出窓を開けて無言で手を差し出すと、松田さんが手を伸ばしてきたから、その手を取って引き上げた。
松田さんからローファーとリュックを受け取って窓側に置き、出窓の鍵を締めた。
薄手のカーテンを閉めると、振り向いて松田さんに向き直る。
じっと見つめると、松田さんが不安気な表情で俺との距離を取ってきた。
俺が近づいた分、距離を取られる。
――ここまで来て、逃がすかよ。
狭い室内。
すぐに松田さんの足が椅子にぶつかった。
俺は机に手をついて松田さんが逃げられないように距離を詰める。
「今日、なんで来てくれたの?」
松田さんの顔のすぐ横で、囁くようにして聞いてみる。
「…来てって言われたから。

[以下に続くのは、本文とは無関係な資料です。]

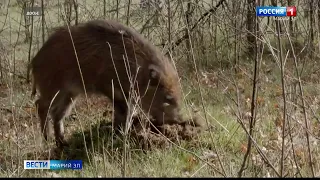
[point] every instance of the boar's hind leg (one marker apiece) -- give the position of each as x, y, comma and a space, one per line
42, 106
120, 115
61, 107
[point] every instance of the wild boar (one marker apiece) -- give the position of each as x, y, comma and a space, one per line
114, 61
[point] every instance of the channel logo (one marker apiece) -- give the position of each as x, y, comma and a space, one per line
276, 11
53, 164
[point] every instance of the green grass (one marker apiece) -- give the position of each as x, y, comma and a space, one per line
221, 147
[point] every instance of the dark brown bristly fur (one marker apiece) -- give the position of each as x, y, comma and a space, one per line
112, 58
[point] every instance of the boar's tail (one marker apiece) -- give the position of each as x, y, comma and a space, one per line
34, 88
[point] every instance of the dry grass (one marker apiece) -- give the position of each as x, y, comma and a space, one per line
220, 96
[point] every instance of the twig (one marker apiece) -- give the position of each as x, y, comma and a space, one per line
203, 16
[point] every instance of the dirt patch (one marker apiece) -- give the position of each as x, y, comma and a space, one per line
164, 136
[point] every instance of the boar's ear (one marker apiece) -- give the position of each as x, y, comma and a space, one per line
154, 75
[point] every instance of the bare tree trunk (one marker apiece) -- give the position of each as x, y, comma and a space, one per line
291, 23
169, 21
104, 8
68, 11
311, 31
76, 10
128, 12
188, 13
250, 25
26, 22
30, 46
318, 25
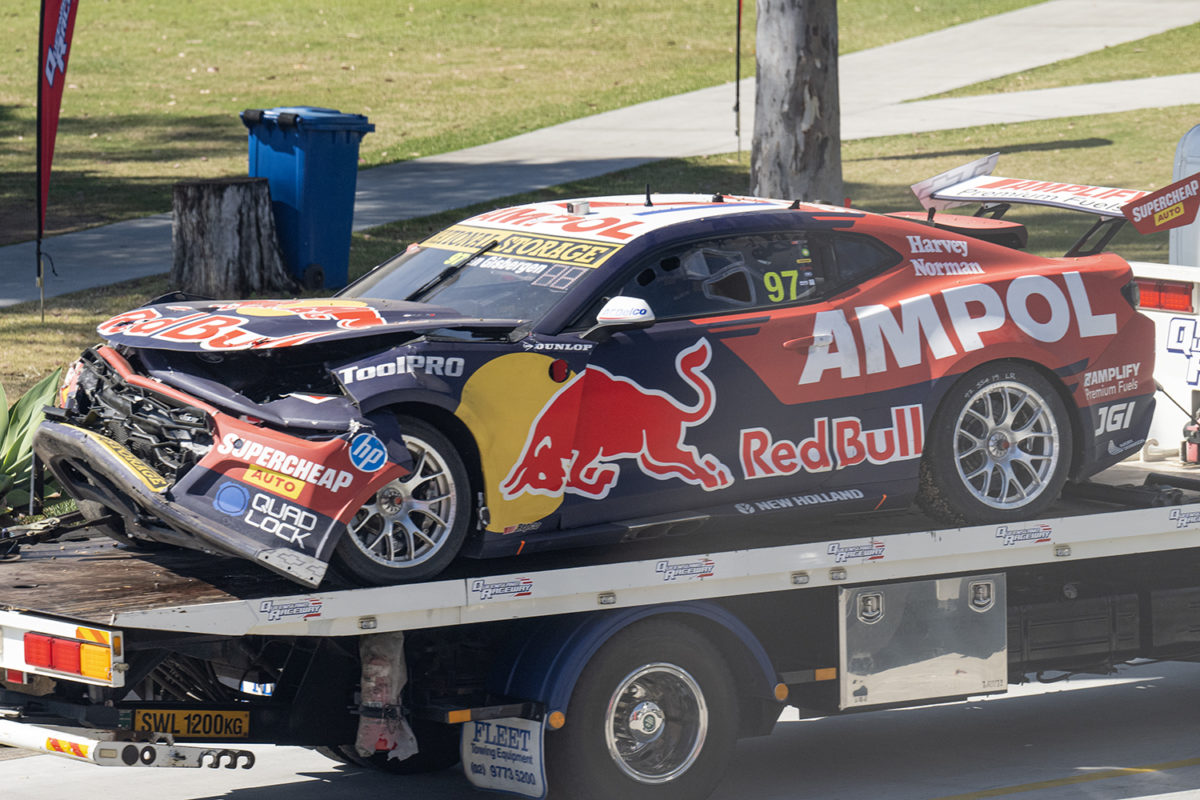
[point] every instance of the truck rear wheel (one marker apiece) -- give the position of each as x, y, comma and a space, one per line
653, 715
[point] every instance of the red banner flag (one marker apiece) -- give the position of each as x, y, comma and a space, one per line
58, 23
1168, 208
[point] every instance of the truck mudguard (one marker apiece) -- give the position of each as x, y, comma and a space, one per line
549, 662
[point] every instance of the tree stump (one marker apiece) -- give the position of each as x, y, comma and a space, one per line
225, 240
797, 124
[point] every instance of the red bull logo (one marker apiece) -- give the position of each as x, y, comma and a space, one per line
347, 313
229, 331
598, 419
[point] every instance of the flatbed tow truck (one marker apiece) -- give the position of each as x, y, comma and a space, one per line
658, 655
597, 674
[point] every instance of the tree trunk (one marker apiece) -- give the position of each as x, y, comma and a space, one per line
797, 132
225, 241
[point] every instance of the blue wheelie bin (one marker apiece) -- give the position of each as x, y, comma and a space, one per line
310, 157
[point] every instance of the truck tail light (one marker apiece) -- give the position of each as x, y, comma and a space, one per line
1165, 295
69, 656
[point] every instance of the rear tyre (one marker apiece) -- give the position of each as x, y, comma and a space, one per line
414, 527
999, 450
652, 716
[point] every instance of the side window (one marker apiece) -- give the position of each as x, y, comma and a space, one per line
861, 257
732, 274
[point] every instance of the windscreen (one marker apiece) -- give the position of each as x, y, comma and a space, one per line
487, 274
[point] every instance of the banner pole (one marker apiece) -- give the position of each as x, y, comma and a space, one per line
737, 84
37, 193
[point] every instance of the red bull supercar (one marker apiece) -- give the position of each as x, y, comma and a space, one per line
598, 371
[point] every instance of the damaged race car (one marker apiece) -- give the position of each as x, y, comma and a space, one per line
613, 368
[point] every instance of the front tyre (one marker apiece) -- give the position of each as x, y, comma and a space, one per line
999, 450
653, 716
412, 528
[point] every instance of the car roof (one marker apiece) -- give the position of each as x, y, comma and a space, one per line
624, 218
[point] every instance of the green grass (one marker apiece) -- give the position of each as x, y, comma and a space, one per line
1132, 150
154, 89
1175, 52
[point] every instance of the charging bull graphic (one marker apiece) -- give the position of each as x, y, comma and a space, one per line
347, 313
598, 419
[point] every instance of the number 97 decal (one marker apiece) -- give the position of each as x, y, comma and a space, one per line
787, 284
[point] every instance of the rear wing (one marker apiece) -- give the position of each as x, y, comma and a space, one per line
1150, 211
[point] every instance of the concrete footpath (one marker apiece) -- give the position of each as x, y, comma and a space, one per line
874, 83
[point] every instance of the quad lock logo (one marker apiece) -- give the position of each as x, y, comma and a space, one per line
265, 512
697, 570
486, 589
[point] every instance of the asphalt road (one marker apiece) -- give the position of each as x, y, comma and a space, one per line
1132, 735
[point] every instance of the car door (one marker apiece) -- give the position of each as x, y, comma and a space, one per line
676, 416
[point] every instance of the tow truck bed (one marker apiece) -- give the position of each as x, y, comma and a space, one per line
97, 582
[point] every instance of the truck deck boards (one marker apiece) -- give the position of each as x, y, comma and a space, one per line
91, 578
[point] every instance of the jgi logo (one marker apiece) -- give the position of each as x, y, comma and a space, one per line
1115, 417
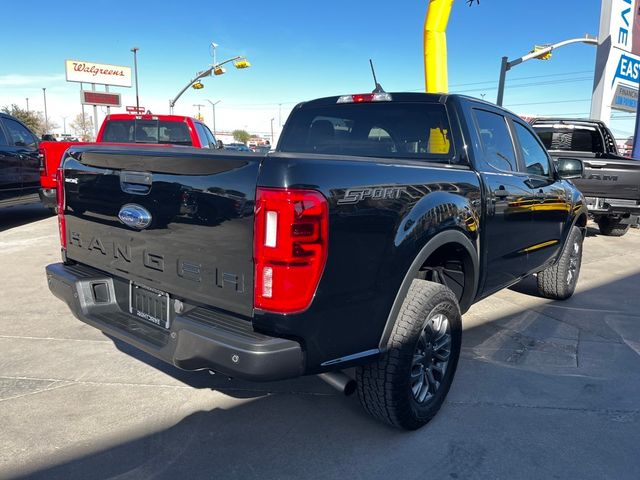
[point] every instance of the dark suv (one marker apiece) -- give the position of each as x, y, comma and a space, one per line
19, 163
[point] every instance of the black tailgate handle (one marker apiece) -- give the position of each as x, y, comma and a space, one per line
138, 183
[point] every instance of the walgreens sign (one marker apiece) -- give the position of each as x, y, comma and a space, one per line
103, 74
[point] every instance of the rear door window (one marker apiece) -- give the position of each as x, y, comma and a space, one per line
20, 135
577, 139
387, 130
496, 140
146, 131
3, 137
212, 140
202, 136
534, 155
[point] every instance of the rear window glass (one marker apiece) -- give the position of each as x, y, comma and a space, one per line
391, 130
583, 139
146, 131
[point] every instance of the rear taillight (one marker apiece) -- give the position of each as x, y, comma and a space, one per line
62, 225
43, 162
290, 247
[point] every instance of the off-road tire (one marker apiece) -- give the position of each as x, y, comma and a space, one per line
558, 281
610, 227
385, 386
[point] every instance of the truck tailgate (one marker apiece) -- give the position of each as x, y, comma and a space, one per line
198, 245
610, 178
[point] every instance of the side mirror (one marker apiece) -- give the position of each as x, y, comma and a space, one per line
569, 168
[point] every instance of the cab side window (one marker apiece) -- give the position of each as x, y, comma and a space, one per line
212, 140
535, 157
20, 136
202, 136
496, 140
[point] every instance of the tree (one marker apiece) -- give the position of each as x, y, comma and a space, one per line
241, 136
82, 127
32, 119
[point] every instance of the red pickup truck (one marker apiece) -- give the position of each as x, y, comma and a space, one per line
124, 129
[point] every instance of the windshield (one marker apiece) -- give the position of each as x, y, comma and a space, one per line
578, 139
146, 131
388, 130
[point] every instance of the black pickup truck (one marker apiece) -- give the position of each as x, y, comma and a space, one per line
379, 219
19, 163
611, 183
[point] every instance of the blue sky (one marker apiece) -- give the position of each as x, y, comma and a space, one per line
298, 50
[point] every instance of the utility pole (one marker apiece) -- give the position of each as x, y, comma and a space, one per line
135, 69
46, 117
213, 110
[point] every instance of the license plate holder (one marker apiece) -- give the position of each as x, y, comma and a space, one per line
150, 304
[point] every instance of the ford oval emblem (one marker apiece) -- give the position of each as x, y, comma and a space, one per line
135, 216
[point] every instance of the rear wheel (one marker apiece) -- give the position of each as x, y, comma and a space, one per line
407, 385
612, 227
559, 280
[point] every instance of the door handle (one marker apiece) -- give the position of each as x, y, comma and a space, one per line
501, 192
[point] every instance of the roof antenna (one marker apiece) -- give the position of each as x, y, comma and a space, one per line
378, 88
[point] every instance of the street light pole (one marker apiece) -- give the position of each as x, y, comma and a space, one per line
507, 65
213, 110
46, 117
135, 69
204, 73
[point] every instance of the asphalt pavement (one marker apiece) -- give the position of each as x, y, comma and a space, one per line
544, 389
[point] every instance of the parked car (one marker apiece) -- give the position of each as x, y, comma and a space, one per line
121, 129
378, 220
19, 163
611, 183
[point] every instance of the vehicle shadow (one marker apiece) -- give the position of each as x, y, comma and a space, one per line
12, 217
271, 435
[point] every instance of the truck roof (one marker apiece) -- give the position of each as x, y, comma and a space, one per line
165, 118
402, 97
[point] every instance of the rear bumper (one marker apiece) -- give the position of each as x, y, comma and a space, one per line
48, 197
197, 339
612, 206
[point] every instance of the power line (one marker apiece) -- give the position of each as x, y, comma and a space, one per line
550, 102
524, 78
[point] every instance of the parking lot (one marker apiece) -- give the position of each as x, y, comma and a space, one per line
544, 389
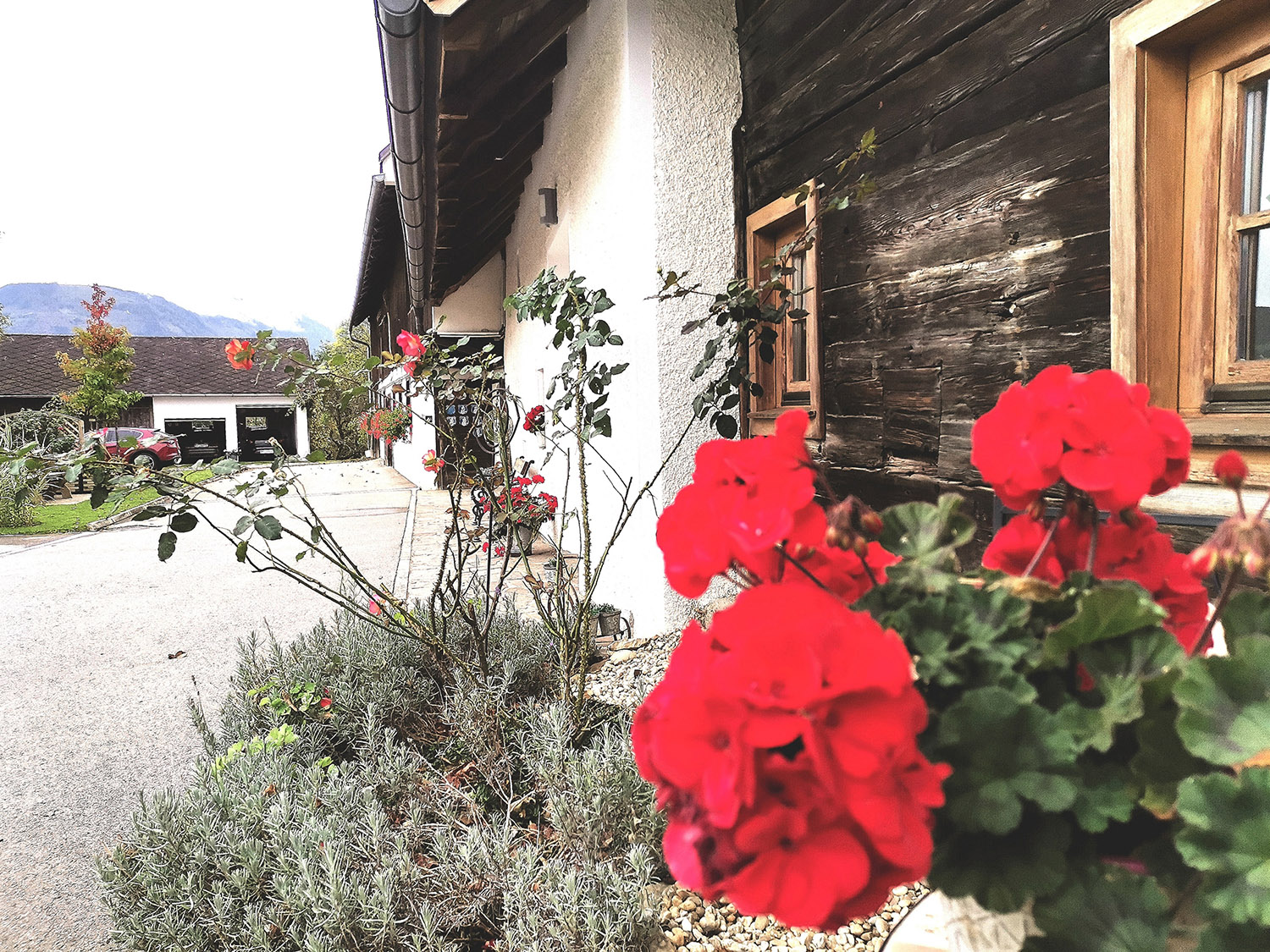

」
「別に、来たくないなら断っていいんだけど?」
「断る理由、なかったから。」
――だからって、男と狭い部屋で2人きりになるなんて、警戒心なさすぎだろ。
昨日、好意を伝えたばかりなのに、部屋に来てくれたのだから、
それなりの覚悟を持って、来てくれていると思いたい。
添い寝仲間だから、なんて理由は通じない。
すぐにでも押し倒したい気分だ。